Interpositive Duplicate Negatives — Contact Duplication
The original negative is contact-printed onto film to produce an interpositive (a positive image on film). The interpositive is then contact-printed onto film to produce the duplicate negative. This process provides the most accurate tone reproductions possible. Problems in original negatives can often be corrected by using selected films and filters to reduce staining during the production of the interpositive. The disadvantages of this system are the higher production costs, the complexity of the procedure, and the added storage space required for the multiple duplicates. However, this method results in two duplicates for relatively little additional cost; the interpositive becomes the master and the duplicate negative becomes the use copy.

Interpositive Duplicate Negatives — Reduced Format, Long Roll Systems
Original negatives are copied onto 5-inch/105mm, 70mm, or 35mm roll film using a camera to produce interpositives (a positive image on film). The interpositive is then contact-printed onto film to produce the duplicate negatives. This system provides accurate tone reproduction. Also, problems in original negatives can often be corrected with the use of selected films and filters to reduce staining during the production of the interpositive. These systems provide easy access to collections. They have high production capabilities and lower production costs, and they require less storage space. However, with reduced-size duplicates there is usually some loss of image detail, proportional to the amount of reduction. As with contact interpositive duplicate negatives, this system results in two copies; the interpositive becomes the master and the duplicate negative the use copy.

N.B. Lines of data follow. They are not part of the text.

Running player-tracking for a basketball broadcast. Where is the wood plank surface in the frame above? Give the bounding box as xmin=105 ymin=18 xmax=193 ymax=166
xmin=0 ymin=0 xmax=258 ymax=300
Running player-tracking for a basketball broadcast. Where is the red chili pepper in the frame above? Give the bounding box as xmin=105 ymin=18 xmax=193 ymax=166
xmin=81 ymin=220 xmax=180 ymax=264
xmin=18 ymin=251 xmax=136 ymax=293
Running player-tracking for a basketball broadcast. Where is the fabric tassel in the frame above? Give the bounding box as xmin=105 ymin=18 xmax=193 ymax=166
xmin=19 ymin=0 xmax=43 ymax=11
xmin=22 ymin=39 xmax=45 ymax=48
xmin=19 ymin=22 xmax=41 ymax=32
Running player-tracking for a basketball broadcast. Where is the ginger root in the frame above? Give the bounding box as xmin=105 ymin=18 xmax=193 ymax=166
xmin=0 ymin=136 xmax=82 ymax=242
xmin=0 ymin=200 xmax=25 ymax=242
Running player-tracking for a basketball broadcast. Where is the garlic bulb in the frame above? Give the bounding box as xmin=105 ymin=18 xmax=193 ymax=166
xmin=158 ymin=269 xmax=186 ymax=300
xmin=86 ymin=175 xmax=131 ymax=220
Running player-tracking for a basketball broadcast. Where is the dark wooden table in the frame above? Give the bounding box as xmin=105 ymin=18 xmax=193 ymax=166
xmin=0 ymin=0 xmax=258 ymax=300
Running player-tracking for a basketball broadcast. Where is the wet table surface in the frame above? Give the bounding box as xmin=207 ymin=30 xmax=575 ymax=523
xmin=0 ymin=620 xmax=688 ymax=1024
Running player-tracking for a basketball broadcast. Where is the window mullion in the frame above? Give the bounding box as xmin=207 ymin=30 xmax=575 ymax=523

Digital Imaging Storage Systems
With these systems images are stored on digital optical disks, which can be read in players that use a laser. Disk players can be interfaced with computers to allow easy cross-referencing between images and information. These systems are great access tools, but are not archival. High-resolution image files provide good quality reproductions but are impractical. They are expensive, they require more space than photographic film, and, because of their large files, they take time to access. Screen-resolution image files or files of lower quality are less expensive and do not have the storage and access time problems; however, their resolution is only fair.

The technology for optical disks is still in flux. Professionals estimate that innovations in disks and computer hardware and the design of new software to use them necessitate replacement of systems every three to five years. Therefore institutional budgets must include funds to continually upgrade the systems with new software and hardware. Also, no standards have yet been developed to insure the translation of information from one generation to another.